NUOVA DEFINIZIONE DI DEFAULT BANCARIO PER I CLIENTI.
DAL 1° GENNAIO 2021 le banche devono applicare le nuove regole europee in materia
di classificazione della CLIENTELA INADEMPIENTE (cosiddetto “default”),
introdotte dall’Autorità Bancaria Europea (EBA) e recepite dalla Banca
d’Italia.
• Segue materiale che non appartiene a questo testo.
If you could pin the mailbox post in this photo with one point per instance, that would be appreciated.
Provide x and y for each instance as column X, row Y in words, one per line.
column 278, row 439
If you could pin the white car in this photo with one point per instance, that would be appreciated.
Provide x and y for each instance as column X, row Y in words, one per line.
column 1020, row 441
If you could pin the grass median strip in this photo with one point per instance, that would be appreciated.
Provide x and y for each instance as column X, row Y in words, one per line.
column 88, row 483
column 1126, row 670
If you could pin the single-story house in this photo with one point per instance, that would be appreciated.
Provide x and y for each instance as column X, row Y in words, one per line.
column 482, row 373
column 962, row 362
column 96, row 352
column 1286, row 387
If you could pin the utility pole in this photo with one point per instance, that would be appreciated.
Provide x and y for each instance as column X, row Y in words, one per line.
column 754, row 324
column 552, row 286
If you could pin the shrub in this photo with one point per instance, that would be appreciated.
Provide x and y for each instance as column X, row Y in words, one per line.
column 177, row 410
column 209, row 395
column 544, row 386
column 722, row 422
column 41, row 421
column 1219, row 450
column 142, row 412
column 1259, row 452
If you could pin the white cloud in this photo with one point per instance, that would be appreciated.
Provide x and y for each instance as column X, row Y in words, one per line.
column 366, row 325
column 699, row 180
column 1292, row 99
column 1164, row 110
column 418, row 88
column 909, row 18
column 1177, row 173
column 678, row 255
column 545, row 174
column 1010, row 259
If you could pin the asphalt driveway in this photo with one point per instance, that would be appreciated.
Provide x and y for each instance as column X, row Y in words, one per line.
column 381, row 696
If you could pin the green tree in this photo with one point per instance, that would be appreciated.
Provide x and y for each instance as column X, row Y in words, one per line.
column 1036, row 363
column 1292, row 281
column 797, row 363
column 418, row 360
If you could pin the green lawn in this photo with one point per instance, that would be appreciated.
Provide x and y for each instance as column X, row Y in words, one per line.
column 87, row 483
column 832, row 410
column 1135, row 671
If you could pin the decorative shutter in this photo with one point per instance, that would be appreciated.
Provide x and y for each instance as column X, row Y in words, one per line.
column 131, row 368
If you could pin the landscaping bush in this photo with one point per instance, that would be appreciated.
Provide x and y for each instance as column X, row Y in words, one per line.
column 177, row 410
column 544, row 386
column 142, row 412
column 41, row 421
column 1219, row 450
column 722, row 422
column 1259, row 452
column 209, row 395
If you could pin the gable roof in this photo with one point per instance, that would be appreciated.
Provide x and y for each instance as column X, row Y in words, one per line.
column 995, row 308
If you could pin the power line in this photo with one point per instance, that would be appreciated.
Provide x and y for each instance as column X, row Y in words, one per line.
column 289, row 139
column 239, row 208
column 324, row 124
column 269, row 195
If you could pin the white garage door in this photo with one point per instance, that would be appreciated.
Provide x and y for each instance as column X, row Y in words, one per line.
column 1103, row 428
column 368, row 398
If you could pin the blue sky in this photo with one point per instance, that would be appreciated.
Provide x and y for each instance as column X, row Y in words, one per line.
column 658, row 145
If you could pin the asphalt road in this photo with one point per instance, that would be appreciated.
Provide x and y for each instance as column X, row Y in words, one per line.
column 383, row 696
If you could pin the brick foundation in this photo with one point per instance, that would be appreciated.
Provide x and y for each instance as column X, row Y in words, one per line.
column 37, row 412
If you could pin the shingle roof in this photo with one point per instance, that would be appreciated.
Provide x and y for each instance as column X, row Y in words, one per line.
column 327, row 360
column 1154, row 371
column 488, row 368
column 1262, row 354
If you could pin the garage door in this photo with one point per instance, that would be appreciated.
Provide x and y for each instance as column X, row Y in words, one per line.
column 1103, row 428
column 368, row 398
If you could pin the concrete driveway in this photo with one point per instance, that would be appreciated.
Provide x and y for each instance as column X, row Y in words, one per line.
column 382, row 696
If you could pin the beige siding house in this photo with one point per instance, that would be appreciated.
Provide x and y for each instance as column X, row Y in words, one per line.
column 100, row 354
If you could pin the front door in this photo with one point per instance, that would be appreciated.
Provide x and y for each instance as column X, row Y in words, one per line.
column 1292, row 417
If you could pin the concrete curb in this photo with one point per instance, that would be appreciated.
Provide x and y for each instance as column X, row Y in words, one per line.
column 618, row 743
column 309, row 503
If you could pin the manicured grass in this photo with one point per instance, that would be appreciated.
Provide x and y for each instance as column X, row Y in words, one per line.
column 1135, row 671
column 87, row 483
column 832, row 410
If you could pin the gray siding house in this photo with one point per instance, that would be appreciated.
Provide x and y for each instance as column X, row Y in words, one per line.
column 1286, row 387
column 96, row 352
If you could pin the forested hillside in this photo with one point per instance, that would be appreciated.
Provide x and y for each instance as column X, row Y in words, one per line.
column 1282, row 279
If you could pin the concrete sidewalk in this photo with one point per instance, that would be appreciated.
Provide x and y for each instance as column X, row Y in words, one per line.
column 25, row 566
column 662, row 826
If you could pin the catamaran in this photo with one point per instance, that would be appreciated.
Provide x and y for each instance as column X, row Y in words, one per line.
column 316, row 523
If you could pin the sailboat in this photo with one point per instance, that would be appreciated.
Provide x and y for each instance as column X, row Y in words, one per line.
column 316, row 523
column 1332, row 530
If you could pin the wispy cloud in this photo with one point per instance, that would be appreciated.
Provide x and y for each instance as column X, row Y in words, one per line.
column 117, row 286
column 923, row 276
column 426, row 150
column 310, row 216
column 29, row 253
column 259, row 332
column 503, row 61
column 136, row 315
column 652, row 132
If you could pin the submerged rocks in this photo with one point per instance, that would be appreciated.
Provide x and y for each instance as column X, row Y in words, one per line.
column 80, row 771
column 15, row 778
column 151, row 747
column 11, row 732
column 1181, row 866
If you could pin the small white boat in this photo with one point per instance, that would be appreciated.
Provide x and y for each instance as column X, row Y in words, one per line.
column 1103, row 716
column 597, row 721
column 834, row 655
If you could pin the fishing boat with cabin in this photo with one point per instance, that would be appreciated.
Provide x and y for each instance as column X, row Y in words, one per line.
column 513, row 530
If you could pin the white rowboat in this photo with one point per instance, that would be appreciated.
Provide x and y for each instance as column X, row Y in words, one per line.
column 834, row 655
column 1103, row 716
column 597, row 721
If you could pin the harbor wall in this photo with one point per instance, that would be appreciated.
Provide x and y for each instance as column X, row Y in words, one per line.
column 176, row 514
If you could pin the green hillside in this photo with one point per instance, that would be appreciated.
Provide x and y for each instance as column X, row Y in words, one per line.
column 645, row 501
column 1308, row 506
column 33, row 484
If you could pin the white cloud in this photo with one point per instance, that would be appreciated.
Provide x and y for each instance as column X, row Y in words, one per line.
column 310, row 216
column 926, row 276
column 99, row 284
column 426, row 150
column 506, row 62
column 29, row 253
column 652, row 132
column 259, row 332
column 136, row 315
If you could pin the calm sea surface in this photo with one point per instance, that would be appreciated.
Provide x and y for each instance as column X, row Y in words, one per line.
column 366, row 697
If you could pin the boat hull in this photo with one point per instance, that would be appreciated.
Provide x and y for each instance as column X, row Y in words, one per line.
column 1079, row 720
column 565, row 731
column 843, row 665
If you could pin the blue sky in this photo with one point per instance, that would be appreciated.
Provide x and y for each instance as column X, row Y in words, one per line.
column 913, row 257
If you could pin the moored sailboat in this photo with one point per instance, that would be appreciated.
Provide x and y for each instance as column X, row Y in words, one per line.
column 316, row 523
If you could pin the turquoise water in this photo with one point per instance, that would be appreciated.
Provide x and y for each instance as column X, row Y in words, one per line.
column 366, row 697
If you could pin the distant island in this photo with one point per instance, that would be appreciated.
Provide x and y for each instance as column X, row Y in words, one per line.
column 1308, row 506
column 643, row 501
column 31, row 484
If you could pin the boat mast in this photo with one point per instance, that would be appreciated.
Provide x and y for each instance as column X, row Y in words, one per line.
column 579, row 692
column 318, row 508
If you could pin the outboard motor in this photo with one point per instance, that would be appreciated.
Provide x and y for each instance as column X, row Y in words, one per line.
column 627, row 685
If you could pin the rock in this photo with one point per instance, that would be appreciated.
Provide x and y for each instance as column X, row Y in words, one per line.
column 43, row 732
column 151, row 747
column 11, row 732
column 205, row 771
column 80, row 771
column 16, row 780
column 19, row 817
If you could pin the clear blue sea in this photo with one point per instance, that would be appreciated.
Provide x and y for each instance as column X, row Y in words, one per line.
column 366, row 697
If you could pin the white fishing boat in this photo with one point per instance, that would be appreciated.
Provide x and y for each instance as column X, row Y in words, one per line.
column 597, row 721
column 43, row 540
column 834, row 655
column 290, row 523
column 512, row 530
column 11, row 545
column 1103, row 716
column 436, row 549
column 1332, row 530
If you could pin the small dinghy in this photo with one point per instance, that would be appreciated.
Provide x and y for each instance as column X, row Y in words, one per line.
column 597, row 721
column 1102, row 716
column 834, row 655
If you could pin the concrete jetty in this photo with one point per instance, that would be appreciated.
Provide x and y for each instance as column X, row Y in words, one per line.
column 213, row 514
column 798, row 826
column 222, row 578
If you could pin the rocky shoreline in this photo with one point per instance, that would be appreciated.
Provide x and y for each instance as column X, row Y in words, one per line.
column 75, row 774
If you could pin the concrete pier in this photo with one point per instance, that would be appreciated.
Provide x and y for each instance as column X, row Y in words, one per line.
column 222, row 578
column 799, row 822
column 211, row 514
La nuova disciplina, conosciuta come “Nuova Definizione di Default”,
stabilisce criteri più restrittivi rispetto a quelli finora adottati
sulle modalità di classificazione a default.
I PRINCIPALI CAMBIAMENTI INTRODOTTI:
Il
cliente viene classificato a “default” se supera entrambe le seguenti
soglie di rilevanza per oltre 90 giorni consecutivi:
- soglia di rilevanza
assoluta:
euro 100 per le esposizioni retail (persone fisiche e PMI) e euro 500 per le
altre esposizioni;
- soglia di rilevanza
relativa:
importo dello scaduto pari o superiore all’1% del totale delle esposizioni del
cliente.
QUALI CONSEGUENZE COMPORTA LA CLASSIFICAZIONE A DEFAULT?
Con le nuove regole, dal 1° gennaio 2021, una posizione
debitoria che presenta arretrati superiori ai 90 giorni consecutivi oltre le
soglie previste sopra riportate (ad esempio, uno sconfinamento di conto
corrente superiore a 100 euro protratto per oltre 90 giorni che rappresenti più
dell’1% del totale delle esposizioni verso il Gruppo Bancario), sarà
classificata tra le attività deteriorate e potrebbe rendere più difficoltoso
l’accesso al credito nel caso di richiesta di nuovi finanziamenti.
PRIMA
DI SOTTOSCRIVERE UN PRESTITO È BENE ESSERE CERTI DI POTERLO RIMBORSARE (anche
alla luce di eventuali altri debiti precedenti, di possibili imprevisti come la
perdita di un'entrata rilevante o spese improvvise).
UNA
VOLTA PRESA LA DECISIONE E SOTTOSCRITTO IL CONTRATTO, AL FINE DI EVITARE LA
CLASSIFICAZIONE IN STATO DI DEFAULT, È QUINDI FONDAMENTALE:
- rispettare le
scadenze di pagamento previste contrattualmente ed evitare di accumulare
arretrati anche di modesta entità;
- pianificare entrate
ed uscite mensili, tenendo sempre aggiornato il bilancio familiare;
- verificare
frequentemente i saldi dei conti correnti, anche di quelli cointestati, e delle
carte di credito;
- evitare di ricorrere
a troppi prestiti contemporaneamente, anche di piccolo importo prestando
attenzione alle condizioni proposte;
- se si è in difficoltà
nei rimborsi, contattare la banca finanziaria per valutare insieme possibili
soluzioni.
NOTE SUL DEFAULT… LA TEMPESTA PERFETTA:
1
– la scelta giusta al momento giusto (Covid)??? 100 €… ?
2
– che siamo un popolo di deficienti è confermato di continuo, basta pensare al
flop dell’APP IMMUNI e al successo della
LOTTERIA DEGLI SCONTRINI… sempre per la sacrosanta privacy e per non far sapere
al SOCIO STATO i ns. affari.
3
– spingere la gente al PAGAMENTO ELETTRONICO in alcuni casi È UN ERRORE perché
certe menti perdono il senso del denaro… un conto è vederlo e toccarlo ad ogni
pagamento (e vuol dire anche che il denaro lo hai in tasca) e un altro è
consegnare un pezzo di plastica (CARTA O BANCOMAT) per acquisti più o meno
necessari… dove è tutto così facile e immediato a prescindere dalla disponibilità
reale o prossima allo zero del denaro.
4
– DEFAULT = preoccupazioni = stress = malattia = costi sociali per cure,
assenza dal lavoro, tensioni familiari.
LA
GENTE VA EDUCATA, INFORMATA, CORRETTA, SPINTA NELLA DIREZIONE GIUSTA PER UN
VIVERE CIVILE MIGLIORE E NON BUTTATA ALLO SBARAGLIO.